You know, if you really were serious about something like this, you wouldn't be posting where a good portion of the people are Bastokan. We've been keeping an eye on this thread and now that you have even posted what week you plan on doing it, our alliance of Bastokan linkshells will be out there as well.
THIS IS A CALL TO ALL BASTOKANS!!! THEY CALL IT A WASTELAND (even though we all know it has by far the best music) AND NOW THEY THINK THEY CAN JUST WALK OVER AND TAKE IT? NEVER! WE ARE NOT GOING TO STAND BY WHILE THE PEOPLE WHO CONSTANTLY INSULT OUR LAND NOW DECIDE THEY WANT IT!

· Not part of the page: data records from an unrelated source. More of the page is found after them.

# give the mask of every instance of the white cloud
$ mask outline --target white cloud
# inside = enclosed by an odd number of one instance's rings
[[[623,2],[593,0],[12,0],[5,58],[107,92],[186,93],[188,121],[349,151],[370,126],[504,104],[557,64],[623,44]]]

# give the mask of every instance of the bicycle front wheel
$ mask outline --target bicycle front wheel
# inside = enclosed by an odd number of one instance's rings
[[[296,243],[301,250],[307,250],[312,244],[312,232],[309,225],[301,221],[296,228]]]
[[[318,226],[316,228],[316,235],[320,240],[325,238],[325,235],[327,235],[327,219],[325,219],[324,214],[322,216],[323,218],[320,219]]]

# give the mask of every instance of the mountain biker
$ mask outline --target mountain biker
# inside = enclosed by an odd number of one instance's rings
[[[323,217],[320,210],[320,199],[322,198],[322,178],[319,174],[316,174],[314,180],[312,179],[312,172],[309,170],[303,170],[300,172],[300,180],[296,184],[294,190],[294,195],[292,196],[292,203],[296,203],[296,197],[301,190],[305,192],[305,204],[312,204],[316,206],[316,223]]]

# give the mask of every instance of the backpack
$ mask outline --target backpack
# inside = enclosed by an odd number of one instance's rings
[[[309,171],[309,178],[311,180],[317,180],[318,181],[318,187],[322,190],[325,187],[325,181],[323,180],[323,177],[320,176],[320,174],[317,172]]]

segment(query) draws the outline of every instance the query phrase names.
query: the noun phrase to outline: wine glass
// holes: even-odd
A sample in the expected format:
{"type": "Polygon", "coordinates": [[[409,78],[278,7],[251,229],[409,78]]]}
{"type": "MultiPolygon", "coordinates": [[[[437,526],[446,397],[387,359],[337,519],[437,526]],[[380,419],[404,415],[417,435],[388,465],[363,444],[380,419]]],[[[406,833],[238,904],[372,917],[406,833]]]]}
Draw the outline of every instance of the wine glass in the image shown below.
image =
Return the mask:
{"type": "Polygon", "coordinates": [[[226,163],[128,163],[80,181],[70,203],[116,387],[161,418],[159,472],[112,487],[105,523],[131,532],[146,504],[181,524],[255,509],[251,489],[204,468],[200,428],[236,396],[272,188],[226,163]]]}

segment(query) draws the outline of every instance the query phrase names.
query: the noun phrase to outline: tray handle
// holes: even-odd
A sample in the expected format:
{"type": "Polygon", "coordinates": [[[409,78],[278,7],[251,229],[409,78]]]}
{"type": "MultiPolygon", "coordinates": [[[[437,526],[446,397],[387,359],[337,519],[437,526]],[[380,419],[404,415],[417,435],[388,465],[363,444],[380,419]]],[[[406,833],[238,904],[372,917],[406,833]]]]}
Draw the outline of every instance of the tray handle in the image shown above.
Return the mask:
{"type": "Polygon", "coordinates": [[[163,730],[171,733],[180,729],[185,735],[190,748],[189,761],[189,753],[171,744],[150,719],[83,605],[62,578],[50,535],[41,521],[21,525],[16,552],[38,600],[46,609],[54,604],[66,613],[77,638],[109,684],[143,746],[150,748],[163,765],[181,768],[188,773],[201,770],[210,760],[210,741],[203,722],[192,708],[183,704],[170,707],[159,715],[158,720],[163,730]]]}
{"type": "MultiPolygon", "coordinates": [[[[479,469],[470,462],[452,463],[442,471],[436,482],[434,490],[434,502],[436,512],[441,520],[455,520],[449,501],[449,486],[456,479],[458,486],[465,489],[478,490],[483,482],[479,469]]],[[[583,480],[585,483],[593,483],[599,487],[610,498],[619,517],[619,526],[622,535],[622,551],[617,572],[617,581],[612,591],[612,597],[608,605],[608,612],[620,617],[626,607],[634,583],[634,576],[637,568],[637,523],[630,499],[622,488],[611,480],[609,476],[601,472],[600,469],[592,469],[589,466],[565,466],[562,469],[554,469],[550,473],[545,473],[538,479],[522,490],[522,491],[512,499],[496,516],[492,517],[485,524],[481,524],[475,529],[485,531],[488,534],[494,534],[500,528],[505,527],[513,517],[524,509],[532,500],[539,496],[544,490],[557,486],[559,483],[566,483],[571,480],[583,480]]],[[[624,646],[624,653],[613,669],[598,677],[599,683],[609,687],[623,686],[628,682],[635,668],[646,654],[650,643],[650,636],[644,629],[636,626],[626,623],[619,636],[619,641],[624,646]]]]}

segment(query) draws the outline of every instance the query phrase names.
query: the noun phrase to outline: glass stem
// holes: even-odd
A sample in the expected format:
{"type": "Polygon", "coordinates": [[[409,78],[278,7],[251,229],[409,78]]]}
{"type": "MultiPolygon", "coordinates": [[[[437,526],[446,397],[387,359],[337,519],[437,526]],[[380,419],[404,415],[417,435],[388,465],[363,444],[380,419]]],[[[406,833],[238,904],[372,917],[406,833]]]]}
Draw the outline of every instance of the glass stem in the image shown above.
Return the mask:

I am encouraging you all to go and buy yourself some subligar or slops and level up a job! Bring every last Bastokan friend you have! All Bastokan black mages, go claim every last bee and goblin and quadav you can, and train them to The Fumaroles. I want to see people with ranged weapons, stealing every last mob you can before a filthy San d'Orian hand can touch it!
We must coordinate our efforts to protect our fair mining land. The foolish elvaans think they can take our copper ores and our wild onion-toting gobbies? Never! We bled on these lands in the early days, sacrificing our lives to the insufferable quadavs, ornery sheep, vultures, and that one evil goblin digger up on Vomp Hill that I'm sure we are all familiar with. We cannot sit idly by while the snooty elvaans earn the ability to teleport to OUR outpost. We must protect our land at all costs! Whatever your plans were for this holiday, cancel them! There will be no holiday for Bastok this year.
To every Bastokan Linkshell, this is a call to arms! Coordinate your efforts with QueeniexB of the DigitalBackSpin Linkshell and together we will save our beautiful Gustaberg from the snooty, croissont-eating frenc... er elvaans!
Disclaimer: Whoever decides to take this too far and get all pissy, since I know someone will, it's all in good fun and you need to get a life.